The detection systems that monitor other transformer parameters can be used to indicate an incipient electrical fault. Prompt response to these indicators may help avoid a serious fault. For example

a) Temperature monitors for winding or oil temperature are typically used to initiate an alarm requiring investigation by maintenance staff.

b) Gas detection relays can detect the evolution of gases within the transformer oil. Analysis of the gas composition indicates the mechanism that caused the formation of the gas; e.g., acetylene can be caused by electrical arcing, other gases are caused by corona and thermal degradation of the cellulose insulation.

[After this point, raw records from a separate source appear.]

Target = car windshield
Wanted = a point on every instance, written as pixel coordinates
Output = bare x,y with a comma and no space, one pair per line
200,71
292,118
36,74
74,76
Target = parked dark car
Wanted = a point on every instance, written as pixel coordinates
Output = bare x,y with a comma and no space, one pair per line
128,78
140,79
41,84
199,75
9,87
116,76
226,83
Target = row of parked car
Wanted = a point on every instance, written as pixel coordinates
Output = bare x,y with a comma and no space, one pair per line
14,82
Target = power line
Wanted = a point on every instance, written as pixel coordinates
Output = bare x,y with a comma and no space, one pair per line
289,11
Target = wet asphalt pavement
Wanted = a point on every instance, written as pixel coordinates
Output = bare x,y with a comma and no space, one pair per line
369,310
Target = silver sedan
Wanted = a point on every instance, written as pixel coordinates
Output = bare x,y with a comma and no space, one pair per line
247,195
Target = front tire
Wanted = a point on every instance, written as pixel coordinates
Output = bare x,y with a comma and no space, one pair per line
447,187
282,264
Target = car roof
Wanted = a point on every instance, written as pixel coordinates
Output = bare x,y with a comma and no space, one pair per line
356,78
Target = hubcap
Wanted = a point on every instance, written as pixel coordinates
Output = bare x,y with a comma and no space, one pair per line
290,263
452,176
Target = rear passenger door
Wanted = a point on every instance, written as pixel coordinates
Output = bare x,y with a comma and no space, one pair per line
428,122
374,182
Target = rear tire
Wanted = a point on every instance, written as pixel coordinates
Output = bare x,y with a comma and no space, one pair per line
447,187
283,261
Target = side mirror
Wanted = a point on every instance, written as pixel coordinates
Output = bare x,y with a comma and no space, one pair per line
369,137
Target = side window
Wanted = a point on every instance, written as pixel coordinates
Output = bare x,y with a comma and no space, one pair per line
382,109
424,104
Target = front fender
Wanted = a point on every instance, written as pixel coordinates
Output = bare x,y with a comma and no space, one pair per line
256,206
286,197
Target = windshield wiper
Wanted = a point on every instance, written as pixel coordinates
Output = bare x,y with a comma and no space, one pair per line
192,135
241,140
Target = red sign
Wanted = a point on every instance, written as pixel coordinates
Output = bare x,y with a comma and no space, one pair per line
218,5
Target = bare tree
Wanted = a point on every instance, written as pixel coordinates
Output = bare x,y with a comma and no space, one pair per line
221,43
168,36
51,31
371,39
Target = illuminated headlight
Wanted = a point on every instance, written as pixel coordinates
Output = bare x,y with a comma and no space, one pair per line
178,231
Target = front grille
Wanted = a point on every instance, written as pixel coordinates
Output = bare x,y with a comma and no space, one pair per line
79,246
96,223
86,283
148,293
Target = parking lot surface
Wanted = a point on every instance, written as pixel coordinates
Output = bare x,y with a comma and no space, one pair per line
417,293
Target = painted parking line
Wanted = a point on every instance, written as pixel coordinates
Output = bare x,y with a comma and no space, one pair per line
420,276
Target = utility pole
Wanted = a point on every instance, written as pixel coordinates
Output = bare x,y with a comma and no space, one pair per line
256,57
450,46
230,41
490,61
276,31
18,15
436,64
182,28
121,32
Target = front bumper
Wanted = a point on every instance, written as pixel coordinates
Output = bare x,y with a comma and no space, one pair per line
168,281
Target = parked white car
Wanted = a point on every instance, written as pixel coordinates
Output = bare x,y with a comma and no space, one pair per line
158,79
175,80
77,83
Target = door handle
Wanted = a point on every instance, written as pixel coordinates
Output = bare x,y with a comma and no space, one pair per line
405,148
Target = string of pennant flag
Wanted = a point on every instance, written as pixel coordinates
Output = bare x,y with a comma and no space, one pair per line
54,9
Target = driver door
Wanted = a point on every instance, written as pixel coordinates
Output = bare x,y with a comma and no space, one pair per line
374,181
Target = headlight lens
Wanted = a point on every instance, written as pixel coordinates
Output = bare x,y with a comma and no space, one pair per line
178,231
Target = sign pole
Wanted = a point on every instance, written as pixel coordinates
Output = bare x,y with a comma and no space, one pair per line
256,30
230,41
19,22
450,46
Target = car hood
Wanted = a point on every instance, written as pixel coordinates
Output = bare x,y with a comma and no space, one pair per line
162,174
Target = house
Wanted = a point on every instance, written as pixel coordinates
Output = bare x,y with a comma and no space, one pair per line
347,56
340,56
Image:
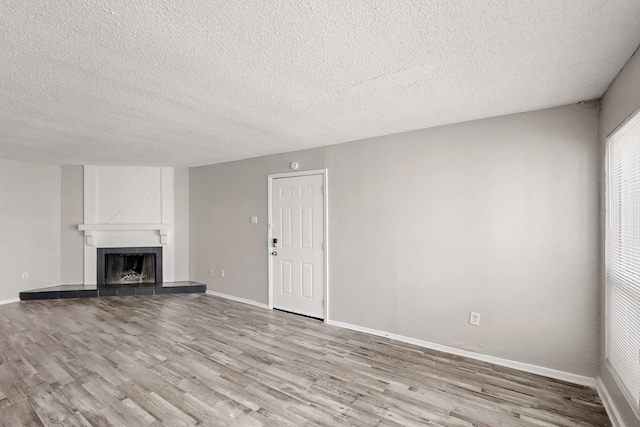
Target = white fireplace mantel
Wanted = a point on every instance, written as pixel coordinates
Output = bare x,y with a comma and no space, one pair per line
91,231
128,206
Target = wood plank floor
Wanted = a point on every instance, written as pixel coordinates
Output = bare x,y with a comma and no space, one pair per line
200,360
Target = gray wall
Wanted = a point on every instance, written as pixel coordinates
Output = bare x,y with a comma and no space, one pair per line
72,214
29,226
621,100
498,216
181,223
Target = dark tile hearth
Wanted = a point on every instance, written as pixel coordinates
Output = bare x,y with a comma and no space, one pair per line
90,291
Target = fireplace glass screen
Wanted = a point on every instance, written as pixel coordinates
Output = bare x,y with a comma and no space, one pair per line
130,268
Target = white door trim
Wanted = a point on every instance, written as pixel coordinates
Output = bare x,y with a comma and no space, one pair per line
325,237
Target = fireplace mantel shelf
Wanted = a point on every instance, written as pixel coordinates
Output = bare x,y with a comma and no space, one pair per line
123,227
91,229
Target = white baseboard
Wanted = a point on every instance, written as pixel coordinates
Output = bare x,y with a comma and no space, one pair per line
609,405
238,299
533,369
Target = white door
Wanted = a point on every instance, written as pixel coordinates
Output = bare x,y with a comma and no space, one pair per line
298,256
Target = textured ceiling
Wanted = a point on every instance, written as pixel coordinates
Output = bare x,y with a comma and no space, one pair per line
194,82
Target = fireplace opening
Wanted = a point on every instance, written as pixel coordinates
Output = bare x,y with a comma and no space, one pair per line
129,266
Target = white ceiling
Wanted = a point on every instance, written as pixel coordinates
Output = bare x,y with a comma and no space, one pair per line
194,82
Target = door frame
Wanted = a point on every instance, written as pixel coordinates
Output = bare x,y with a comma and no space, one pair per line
325,236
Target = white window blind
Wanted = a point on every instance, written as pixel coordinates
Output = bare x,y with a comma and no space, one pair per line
623,257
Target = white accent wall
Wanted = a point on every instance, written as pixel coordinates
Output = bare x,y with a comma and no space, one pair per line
136,197
29,226
498,216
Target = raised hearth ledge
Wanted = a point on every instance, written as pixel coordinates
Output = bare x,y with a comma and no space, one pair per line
89,291
91,230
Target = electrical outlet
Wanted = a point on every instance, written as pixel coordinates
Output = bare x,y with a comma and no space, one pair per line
474,318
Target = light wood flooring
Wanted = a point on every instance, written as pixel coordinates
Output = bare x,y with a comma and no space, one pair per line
200,360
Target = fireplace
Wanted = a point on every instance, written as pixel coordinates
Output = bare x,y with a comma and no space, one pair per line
129,266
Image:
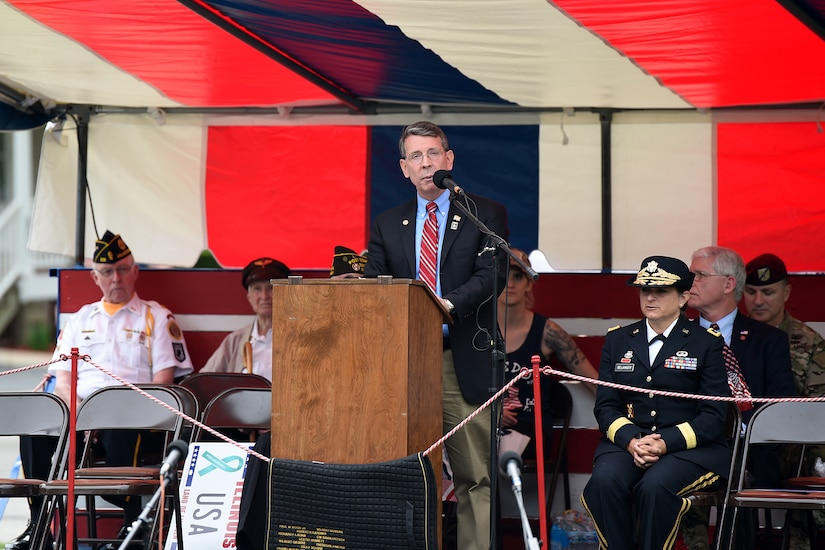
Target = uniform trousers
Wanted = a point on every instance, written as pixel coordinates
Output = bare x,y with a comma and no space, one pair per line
469,453
629,504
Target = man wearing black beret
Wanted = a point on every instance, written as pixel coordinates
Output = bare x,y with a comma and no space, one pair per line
249,349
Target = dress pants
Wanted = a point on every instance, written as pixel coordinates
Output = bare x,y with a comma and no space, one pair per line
469,452
630,505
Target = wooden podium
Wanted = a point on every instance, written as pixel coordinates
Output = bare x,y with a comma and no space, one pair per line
356,370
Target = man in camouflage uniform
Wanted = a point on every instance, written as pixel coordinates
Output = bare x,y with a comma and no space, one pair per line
766,291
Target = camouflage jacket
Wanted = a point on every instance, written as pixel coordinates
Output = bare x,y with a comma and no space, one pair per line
807,356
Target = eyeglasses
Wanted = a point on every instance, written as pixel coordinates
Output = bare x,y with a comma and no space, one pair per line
108,272
432,154
699,275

The gas detection relays may be used to trip or alarm depending on utility practice. Generally, gas analysis is performed on samples of the oil, which are collected periodically. Alternatively, a continuous gas analyzer is available to allow on-line detection of insulation system degradation.

c) Sudden-pressure relays respond to the pressure waves in the transformer oil caused by the gas evolution associated with arcing.

d) Oil level detectors sense the oil level in the tank and are used to alarm for minor reductions in oil level and trip for severe reductions.